The problem with this is that, even though Sasuke is now attempting to commit genocide, none of his former friends or teachers are willing to turn their backs on him. And later, when Sasuke changes his mind (for extremely contrived reasons) and decides that his family would want him to protect the ninja village, nobody shuns him, refuses him, or tries to kill him for all the murder and attempted genocide he’s committed up to this point. He doesn’t even acknowledge that he was wrong, and nobody demands that he do so.
It’s unclear whether the manga author, Masashi Kishimoto, was trying to have Sasuke fall from grace and then redeem himself, or whether he was trying to have Sasuke continue his descent and become irredeemably evil and chickened out at the last minute, but what he ended up doing was trying for both approaches and failing at both.
At this point, Sasuke has done too much evil to be redeemed in the audience’s eyes; there comes a point at which a character can’t be forgiven for their sins, and Sasuke passed that point about fifty exits back.
Discussing this with my brother got me thinking; Kishimoto isn’t alone in this shortcoming. Many, many storytellers have tried and failed to do a “fall from grace” story well. George Lucas ruined the very successful story of Darth Vader’s fall and redemption with his Star Wars prequels, giving Anakin Skywalker no compelling reason to fall to the dark side and betray his fellow Jedi.

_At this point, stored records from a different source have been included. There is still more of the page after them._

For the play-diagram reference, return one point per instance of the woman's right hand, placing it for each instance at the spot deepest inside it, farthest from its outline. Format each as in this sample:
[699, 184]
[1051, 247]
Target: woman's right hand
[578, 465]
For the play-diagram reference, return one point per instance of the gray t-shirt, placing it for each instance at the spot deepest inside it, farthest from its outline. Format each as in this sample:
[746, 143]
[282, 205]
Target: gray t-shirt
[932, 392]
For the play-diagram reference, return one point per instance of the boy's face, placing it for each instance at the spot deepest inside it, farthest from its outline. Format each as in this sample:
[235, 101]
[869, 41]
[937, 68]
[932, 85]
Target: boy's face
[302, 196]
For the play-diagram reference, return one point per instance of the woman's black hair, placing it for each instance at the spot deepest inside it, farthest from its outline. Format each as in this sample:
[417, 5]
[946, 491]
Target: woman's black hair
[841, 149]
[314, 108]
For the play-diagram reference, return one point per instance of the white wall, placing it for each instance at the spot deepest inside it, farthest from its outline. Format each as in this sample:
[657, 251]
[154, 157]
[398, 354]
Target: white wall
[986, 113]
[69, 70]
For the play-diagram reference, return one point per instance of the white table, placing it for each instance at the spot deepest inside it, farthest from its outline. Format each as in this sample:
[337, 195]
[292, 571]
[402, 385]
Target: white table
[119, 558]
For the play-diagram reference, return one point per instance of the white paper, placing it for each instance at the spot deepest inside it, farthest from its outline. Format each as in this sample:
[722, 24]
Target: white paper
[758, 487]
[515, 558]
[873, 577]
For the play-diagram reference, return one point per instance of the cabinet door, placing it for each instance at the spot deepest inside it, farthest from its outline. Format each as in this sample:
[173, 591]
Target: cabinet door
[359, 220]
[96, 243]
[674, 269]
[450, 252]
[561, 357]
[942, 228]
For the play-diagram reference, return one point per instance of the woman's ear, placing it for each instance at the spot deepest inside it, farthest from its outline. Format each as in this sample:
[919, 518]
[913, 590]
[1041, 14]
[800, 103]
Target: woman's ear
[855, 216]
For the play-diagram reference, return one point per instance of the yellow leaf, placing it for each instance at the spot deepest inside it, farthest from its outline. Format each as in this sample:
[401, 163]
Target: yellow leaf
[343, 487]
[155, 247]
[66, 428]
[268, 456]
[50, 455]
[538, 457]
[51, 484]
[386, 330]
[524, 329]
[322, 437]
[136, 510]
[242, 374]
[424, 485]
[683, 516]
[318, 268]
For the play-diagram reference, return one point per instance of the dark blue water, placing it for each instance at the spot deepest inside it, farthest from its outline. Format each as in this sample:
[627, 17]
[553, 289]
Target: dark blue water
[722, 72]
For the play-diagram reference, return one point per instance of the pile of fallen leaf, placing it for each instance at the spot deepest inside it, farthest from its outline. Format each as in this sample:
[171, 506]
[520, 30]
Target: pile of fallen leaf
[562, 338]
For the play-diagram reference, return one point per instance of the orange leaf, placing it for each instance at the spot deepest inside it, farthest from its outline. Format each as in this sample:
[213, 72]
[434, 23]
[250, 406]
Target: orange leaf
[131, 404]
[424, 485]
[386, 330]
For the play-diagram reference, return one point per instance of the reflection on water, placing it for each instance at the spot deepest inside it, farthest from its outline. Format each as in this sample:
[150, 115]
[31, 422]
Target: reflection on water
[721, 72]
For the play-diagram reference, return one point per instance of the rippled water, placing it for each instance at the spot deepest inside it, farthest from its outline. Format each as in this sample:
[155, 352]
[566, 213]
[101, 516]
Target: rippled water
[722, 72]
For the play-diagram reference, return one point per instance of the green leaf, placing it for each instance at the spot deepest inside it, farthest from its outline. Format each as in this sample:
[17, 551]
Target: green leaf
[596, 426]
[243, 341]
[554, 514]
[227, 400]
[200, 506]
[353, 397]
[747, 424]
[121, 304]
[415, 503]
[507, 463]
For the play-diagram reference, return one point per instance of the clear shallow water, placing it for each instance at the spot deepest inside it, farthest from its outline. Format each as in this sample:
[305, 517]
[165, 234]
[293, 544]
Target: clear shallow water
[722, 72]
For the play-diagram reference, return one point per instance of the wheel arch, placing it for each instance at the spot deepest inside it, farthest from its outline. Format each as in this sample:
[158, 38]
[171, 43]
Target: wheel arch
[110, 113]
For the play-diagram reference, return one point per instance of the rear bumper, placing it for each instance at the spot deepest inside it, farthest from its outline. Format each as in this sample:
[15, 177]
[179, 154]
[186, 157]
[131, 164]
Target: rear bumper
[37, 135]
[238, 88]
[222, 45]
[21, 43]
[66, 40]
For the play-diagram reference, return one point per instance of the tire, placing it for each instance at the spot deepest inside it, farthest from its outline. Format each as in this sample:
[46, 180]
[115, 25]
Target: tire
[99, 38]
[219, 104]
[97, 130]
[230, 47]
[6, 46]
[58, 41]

Several comic book superheroes have been subjected to bad falls from grace, including (but by no means limited to) Mary Marvel, Hal Jordan (Green Lantern), Cassandra Cain (Batgirl), Nightwing, Superboy Prime, Jason Todd (Robin/Red Hood), Magneto, Scarlet Witch, Hank Pym, Wolverine and the Invisible Woman. Even several video games have attempted this type of story arc and managed to screw it up.
So what is it about the fall from grace makes it so difficult to write and so easy to get wrong? From what I’ve seen, usually it’s a question of poor motivation for the character to fall in the first place; the inciting incident for the character’s fall simply doesn’t provide a believable motivation for them starting down a dark road that leads to them betraying friends, allies, and people who trusted them.

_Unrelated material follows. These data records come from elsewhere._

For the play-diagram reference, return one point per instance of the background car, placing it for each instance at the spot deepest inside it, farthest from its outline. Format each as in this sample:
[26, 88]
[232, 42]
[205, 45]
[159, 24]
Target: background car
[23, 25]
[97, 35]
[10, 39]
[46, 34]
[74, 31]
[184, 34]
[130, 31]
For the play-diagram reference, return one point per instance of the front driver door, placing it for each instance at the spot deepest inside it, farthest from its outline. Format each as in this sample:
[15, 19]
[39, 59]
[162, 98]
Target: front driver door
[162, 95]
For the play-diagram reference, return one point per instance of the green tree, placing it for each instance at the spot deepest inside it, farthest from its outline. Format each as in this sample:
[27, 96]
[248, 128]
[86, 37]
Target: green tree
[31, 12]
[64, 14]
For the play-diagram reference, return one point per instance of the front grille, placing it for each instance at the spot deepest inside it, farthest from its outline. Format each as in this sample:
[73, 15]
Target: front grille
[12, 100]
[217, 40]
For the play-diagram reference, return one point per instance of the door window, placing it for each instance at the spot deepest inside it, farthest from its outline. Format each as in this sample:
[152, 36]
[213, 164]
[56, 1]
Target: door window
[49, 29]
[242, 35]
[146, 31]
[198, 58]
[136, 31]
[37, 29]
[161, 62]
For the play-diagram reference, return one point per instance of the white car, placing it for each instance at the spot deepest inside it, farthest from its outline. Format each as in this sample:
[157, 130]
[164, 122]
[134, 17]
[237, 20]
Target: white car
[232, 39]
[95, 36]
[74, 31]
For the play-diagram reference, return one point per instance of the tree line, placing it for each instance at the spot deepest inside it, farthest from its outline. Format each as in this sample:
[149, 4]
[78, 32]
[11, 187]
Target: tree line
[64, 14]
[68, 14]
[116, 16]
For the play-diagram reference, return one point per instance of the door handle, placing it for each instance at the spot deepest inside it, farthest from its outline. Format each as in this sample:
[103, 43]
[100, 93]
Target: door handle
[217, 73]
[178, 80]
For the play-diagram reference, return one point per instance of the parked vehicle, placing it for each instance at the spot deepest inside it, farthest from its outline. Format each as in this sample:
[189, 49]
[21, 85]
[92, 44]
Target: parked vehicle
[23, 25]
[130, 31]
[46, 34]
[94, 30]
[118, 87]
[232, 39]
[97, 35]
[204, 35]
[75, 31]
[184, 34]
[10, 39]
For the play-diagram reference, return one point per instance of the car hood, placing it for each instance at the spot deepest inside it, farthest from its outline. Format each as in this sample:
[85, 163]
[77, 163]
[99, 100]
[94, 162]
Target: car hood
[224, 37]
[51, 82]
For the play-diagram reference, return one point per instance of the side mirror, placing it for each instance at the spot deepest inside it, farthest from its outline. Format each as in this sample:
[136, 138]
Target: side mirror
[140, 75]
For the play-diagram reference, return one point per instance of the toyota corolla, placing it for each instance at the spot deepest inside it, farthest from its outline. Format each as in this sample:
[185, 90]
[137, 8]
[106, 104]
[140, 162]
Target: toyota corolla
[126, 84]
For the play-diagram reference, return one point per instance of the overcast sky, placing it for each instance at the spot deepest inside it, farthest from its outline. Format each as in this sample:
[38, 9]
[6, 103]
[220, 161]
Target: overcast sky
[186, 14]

The whole point of a fall from grace, the entire reason the trope is compelling, is that we see somebody who is a good, moral person start down a slippery slope that leads to them becoming evil, for reasons that, in the beginning, seemed completely good or at least totally justified. If they fall for reasons that aren’t good enough, then it completely undercuts the greatness and morality of the character that made us like them in the first place.
One need look no further than the character from whom we get the term “fall from grace”– the Biblical figure of Lucifer. First among God’s angels, the best, brightest, most intelligent of all God’s creations, Lucifer begins to feel that it’s unfair that God created angels only to serve, that they can never aspire to anything better.
This feeling of injustice prompts Lucifer to instigate a war against his creator, which he loses, and he is literally cast down into Hell, where he is consigned to an existence of undermining God’s creation by tempting mortals and leading them down a dark path.
Were Lucifer not so good and bright to begin with, and were his reasons for rebelling not understandable and compelling on some level, that story would not have stayed with us for so long. This story, in all its subsequent permutations, warns us that even the most promising and good people, the very best humanity has to offer, can be tempted to do the wrong thing for the right reasons.
When we see characters start down a dark path for reasons that are inadequate or trite, those stories cease being cautionary tales about the best of intentions, and become awkward warnings about being stupid or overreacting. And that’s simply not what the audience signed on for.